Menurut budayawan dan sekaligus tetua masyarakat Sukolilo, kiai Arifin, perayaan Meron merupakan bukti sejarah, peran Walisongo kala itu, untuk mensyiarkan agama Islam ditanah Jawa.
Dikisahkan, tradisi ini dari Solo dibawa oleh Mbah Surodirono (adik Temenggung Cengkalsewu). Lalu mbah Surodipuro yang berjuluk Mbah Khulmak (yang berarti Gegenti atau pengganti), mengajak masyarakat Sukolilo setiap tanggal 12 Maulid untuk bersedekah mengadakan gunungan yang disebut Meron.
"Peristiwa ini dimulai sekitar tahun 1800an. Dan akhirnya, Meron Sukolilo bisa berlangsung sampai sekarang" kata kiai Arifin.

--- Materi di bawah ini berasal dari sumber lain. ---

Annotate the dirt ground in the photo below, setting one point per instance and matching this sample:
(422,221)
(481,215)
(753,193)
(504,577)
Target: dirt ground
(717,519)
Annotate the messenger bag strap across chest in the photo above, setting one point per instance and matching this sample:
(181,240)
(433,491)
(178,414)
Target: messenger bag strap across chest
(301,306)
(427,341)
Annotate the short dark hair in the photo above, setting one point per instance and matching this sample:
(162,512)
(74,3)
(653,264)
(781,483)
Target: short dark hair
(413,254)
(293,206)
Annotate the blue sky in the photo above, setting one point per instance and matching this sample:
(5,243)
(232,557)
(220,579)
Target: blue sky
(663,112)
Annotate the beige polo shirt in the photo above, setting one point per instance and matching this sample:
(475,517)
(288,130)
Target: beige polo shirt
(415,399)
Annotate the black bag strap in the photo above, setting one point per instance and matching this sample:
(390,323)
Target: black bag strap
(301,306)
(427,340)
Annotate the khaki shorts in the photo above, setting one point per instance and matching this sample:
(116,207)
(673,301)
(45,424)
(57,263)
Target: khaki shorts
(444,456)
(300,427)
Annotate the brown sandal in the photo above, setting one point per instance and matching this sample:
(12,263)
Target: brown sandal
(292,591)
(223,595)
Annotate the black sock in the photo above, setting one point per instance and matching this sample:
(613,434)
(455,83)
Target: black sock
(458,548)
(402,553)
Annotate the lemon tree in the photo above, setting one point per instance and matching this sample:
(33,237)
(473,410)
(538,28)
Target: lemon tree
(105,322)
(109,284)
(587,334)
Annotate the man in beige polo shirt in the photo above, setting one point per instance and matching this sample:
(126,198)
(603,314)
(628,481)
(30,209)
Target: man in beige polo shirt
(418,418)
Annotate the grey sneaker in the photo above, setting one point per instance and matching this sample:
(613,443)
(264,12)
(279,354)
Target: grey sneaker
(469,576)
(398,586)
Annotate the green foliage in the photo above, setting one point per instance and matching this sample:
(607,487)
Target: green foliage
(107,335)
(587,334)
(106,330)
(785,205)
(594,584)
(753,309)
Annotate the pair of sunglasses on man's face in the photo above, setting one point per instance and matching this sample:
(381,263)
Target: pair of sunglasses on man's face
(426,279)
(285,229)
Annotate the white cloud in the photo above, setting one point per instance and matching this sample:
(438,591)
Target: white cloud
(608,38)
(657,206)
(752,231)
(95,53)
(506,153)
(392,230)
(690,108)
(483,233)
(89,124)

Sementara dalam khasanah yang lain, pengertian meron diambil dari bahasa Kawi “Meru", yang berarti gunung dan menjadi ikon pada perayaan tradisi ini. Sedang Meron dari Bahasa Jawa Kuno “Merong", atau mengamuk, artinya tradisi ini memperingati peristiwa perang Mataram-Pati. (Cuk)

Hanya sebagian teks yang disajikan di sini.